SANS Digital Forensics and Incident Response Blog

pdgmail: new tool for gmail memory forensics

I saw John McCash's artical on GMail forensics ... I was hooked and created pdgmail.

I've been messing around with the volatile toolkit for memory forensics and thought I'd try my hands at GMail memory forensics since, as John says, the GMail data isn't supposed to end up on disk anyways, maybe it's in the the browser memory?

Boy is it!

I used the pd dump tool from www.trapkit.de, available here, and tested against my meager GMail account, Windows XP, 2000, IE 6, IE 7 and Firefox 3. In all cases I was able to retrieve contact data, last login times and IP addresses, basic email headers and email bodies. Even if the browser was 'logged out' of GMail, they all still retained this data. Even for messages that were not opened, contacts that weren't used. Simply loading up the GMail UI loads all this data in the memory image.

How to use?

First step is to gather the browser memory. Here's a sample pd session where 6352 is the PID of a running IE instance:

E:\Program Files\tools>pd -p 6352 > 6352.dump
pd, version 1.1 tk 2006, www.trapkit.de

Dump finished.

E:\Program Files\tools>dir
Directory of E:\Program Files\tools

09/27/2008 06:57 PM 117,908,254 6352.dump

Whoa big file! But this is forensics, we don't scare at large data sets. To use the pdgmail tool run this memory dump through strings -el to create a strings file, then either cat that file through pdgmail, or run pdgmail with the -f flag specifying your strings filename. example:

strings -el 6352.dump | pdgmail | less

Best mileage will be with Python 2.4.4 or 2.5 on Linux. I haven't tested it below those versions or on Windows.

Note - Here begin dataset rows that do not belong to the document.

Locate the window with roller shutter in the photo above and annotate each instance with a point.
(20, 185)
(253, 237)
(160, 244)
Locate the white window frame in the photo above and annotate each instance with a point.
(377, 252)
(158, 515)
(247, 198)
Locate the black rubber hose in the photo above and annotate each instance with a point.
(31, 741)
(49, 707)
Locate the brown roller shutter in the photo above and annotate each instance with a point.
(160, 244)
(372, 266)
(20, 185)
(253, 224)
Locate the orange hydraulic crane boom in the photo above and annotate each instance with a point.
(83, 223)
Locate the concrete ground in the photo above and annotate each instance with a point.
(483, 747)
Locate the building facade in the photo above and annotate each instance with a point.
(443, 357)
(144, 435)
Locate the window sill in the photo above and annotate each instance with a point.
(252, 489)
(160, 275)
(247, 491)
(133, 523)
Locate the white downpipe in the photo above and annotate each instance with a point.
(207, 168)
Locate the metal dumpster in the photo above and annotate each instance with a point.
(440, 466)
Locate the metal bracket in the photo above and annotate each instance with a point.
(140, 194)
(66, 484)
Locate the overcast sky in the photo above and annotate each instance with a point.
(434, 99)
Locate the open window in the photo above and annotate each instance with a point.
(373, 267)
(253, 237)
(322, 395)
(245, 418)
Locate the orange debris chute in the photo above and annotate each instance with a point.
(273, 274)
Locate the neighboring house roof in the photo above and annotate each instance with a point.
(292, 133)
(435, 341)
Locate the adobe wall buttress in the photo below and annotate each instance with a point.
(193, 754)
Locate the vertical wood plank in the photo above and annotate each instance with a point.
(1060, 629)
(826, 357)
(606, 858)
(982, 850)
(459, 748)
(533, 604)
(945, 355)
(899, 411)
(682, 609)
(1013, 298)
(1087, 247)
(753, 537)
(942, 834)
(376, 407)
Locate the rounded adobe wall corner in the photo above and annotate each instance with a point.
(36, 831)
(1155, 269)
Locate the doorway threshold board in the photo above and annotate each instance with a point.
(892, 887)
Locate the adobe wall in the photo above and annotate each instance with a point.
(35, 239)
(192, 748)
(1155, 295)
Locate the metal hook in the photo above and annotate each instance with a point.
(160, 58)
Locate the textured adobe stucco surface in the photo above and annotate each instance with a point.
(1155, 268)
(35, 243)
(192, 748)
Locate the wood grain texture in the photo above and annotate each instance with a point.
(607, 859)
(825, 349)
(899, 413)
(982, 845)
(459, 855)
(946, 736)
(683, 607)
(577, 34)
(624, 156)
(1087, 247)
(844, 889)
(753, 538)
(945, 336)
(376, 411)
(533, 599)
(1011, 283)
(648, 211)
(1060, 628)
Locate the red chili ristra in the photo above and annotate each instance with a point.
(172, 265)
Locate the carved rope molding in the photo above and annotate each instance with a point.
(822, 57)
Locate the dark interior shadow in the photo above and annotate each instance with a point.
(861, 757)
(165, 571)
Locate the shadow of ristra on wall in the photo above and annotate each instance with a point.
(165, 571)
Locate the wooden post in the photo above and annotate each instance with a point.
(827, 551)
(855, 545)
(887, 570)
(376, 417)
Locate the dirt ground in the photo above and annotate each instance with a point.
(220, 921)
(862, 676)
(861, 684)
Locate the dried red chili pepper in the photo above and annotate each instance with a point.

It looks for these things:

  • contacts
  • last access records
  • GMail account names
  • message headers
  • message bodies

Contacts show up as:
contact: name: "jeff bryner" email: "myemailaddress@gmail.com

Last Access records show most recent two logins and appear as:
last access: "14 hours ago" from IP "10.15.26.8", most recent access Tue Oct 14 10:57:53 2008 from IP "12.9.4.238"

Email messages are the messiest mostly because memory artifacts don't always conform to API standards, so picking them out is a best guess.

Using the most familiar email of all, headers show up as:
message header: ["ms","113b0d734737dec4","",4,"Gmail Team ","Gmail Team","mail-noreply@google.com",1184082900000,"Did you know that GMail was voted #2 in PC World's Top 100 products of 2005, ...",["^all","^i"]

Message bodies are parsed to turn the unicode into proper html:

Did you know that GMail was voted #2 in PC World's Top
100 products of 2005
, right after Firefox? Why wouldn't you want to
switch? Well, because it can be a pain to switch to a new email
address. We know.

etc...

Nothing fancy, just some glorified regex and unicode handling dumped to stdout. It parses if possible, otherwise it just spits out a familiar line. Feel free to send me patches, tweak, rewrite, etc. Hope it helps someone!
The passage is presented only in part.